There's such foul weather here nowadays, such it's not much more to do then to stay inside and take pictures...


----------



## ThorEH (Nov 4, 2007)

Finally some new pics of the Idolomantis..


----------



## andy hood (Nov 4, 2007)

beautifull mantid and great photos


----------



## joossa (Nov 5, 2007)

Awesome! Keep 'em coming.


----------



## Malnra (Nov 5, 2007)

Very nice pics ... thanks for sharing ... the more i see of these the more i think i want them more than the violin .... however i am not ready to give them a try yet .... Asians are test subject 1 ... hehehe


----------



## Sparky (Nov 5, 2007)

It started to lose its color? I thought it would gain more color as it molts.


----------



## ThorEH (Nov 5, 2007)

It's blackish at L1 (after moult), and has the pink/purplish color at L2, and at the rest of the instars it has this brownish grasscoloration all the way till it's adult.. and then BOOM


----------



## macro junkie (Nov 6, 2007)

amazing work buddie.how did u do them shots with white backgrownd..what flash and is it a home made studio u use? what lighting do u use?


----------



## ThorEH (Nov 6, 2007)

macro junkie said:


> amazing work buddie.how did u do them shots with white backgrownd..what flash and is it a home made studio u use? what lighting do u use?

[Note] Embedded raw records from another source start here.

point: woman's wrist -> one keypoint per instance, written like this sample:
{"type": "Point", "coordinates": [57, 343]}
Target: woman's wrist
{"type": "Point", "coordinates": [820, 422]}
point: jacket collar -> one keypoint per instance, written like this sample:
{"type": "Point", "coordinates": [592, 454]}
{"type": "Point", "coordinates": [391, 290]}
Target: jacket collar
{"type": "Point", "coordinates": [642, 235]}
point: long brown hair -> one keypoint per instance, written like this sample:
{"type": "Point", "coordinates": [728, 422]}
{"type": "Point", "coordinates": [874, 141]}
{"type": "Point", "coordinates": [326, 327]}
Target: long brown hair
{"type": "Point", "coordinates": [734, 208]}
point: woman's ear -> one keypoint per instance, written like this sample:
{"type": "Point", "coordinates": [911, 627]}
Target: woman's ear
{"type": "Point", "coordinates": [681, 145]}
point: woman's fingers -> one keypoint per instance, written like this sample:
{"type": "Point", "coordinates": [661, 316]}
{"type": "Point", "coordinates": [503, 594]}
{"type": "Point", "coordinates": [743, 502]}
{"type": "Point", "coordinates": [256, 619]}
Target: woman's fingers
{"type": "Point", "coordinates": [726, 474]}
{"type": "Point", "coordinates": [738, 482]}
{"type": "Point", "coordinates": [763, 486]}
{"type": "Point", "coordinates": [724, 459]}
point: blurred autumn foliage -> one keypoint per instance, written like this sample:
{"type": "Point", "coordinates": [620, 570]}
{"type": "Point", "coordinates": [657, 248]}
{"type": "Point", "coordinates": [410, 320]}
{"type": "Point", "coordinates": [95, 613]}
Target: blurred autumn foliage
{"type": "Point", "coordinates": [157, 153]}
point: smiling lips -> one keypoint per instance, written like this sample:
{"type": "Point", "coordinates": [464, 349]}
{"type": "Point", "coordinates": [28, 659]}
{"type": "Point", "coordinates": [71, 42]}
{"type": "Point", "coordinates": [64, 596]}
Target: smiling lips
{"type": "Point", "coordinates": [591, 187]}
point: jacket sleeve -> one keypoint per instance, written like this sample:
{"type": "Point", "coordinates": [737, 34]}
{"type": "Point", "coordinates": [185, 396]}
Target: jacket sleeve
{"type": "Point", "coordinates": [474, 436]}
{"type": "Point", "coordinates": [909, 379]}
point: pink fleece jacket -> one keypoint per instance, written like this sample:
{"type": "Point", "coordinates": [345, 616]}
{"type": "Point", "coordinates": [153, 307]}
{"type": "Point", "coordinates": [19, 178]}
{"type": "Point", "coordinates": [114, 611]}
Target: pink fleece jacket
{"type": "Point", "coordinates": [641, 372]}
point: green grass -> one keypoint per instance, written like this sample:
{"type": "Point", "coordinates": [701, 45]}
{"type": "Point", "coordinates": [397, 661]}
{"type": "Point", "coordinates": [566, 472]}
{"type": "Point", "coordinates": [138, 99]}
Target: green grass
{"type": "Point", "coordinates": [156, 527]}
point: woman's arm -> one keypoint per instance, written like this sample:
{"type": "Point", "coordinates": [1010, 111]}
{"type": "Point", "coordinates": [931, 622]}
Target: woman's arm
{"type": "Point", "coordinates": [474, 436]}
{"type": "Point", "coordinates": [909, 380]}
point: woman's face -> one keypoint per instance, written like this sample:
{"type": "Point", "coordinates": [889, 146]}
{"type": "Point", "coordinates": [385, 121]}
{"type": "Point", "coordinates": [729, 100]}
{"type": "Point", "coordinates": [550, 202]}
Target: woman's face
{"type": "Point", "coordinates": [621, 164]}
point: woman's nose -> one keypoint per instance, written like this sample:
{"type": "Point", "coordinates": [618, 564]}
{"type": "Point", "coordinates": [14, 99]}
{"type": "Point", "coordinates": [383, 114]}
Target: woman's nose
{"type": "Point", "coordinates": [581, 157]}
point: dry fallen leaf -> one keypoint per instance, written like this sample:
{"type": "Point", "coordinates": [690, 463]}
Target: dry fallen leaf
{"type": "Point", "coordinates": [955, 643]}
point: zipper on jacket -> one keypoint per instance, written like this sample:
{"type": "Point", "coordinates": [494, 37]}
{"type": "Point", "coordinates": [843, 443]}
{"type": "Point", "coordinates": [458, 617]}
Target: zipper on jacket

Thanks - amazing what can be done with only a 1:1 Nikon, and extensiontubes on some of the headshots  

The backgrounds differs, as I use both white paper, colored A3 cardboard and even a T-shirt in the background if it has the right color.

As for lighting I use a mix between a extrenal flash with a softbox, triggered wireless, natural lighting and a 200W halogenlamp. All pics is taken in my livingroom


----------